Alfred Sohn-Rethel (8 February 1875 – 10 December 1958) was a German Modernist painter of the Düsseldorf school of painting art movement. He was active in Düsseldorf, Berlin, Paris, and Barbizon.

== Biography ==
Alfred Sohn-Rethel was born 8 February 1875 to painters Else Sohn-Rethel (née Rethel) and Karl Rudolf Sohn and was raised in Düsseldorf, Germany. He came from a family of painters many of which were of the Düsseldorf school of painting, his maternal grandfather was history painter Alfred Rethel, his maternal great grandfather was miniature painter and portraitist, August Grahl. His paternal grandfather was Karl Ferdinand Sohn.

He attended the Kunstakademie Düsseldorf (Düsseldorf Art Academy) in May 1888, and studied with artists Eduard von Gebhardt, Hugo Crola, Adolf Schill, and Johann Peter Theodor Janssen.

In 1893, Sohn-Rethel met his future spouse, Anna Julie Michels while staying at Lake Garda. They married on 8 October 1896 in Hanover, Germany. He moved in 1897 to Paris, which changed his painting style. On 8 December 1897, his eldest child Anna Clara Marie Elisabeth "Lissi" Sohn-Rethel was born. His other two children were Marxist economist and philosopher Alfred Sohn-Rethel (1899–1990) and painter and actor Hans-Joachim Sohn-Rethel (1905–1955).
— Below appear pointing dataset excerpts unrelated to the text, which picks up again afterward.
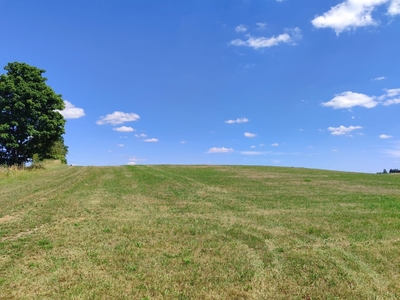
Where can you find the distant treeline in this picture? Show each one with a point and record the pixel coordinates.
(390, 171)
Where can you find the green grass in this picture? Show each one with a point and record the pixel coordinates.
(198, 232)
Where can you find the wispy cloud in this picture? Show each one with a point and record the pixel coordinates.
(392, 92)
(291, 36)
(219, 150)
(255, 152)
(385, 136)
(261, 25)
(351, 14)
(71, 112)
(238, 120)
(251, 153)
(250, 135)
(124, 129)
(351, 99)
(118, 117)
(342, 130)
(152, 140)
(241, 28)
(394, 8)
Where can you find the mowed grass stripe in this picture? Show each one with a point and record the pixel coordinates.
(199, 232)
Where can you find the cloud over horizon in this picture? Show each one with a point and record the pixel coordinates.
(342, 130)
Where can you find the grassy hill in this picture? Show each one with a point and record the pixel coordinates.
(198, 232)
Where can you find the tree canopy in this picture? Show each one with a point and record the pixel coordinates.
(29, 119)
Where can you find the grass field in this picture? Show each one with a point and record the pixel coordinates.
(198, 232)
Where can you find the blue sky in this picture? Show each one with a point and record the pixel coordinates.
(252, 82)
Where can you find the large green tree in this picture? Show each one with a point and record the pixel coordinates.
(29, 119)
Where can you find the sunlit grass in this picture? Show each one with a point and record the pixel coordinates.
(198, 232)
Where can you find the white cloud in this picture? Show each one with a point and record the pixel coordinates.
(249, 135)
(241, 28)
(392, 92)
(254, 153)
(238, 120)
(351, 14)
(261, 25)
(341, 130)
(351, 99)
(118, 117)
(289, 37)
(71, 112)
(391, 101)
(394, 8)
(152, 140)
(219, 150)
(124, 129)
In 1909, Alfred Sohn-Rethel co-founded the Sonderbund group with other Düsseldorf painters, which included Julius Bretz, Max Clarenbach, August Deusser, Walter Ophey, Wilhelm Schmurr, and his brothers Otto Sohn-Rethel and Karli Sohn-Rethel. They held their first exhibition in May 1908 and brought German painting to the French Impressionists. He was a member of the Deutscher Künstlerbund (Association of German Artists).

He died in Tübingen, Germany, on 10 December 1958.

Sohn-Rethel's work is in various public museum collections including Städel Museum, the British Museum, Museu Nacional d'Art de Catalunya, among others.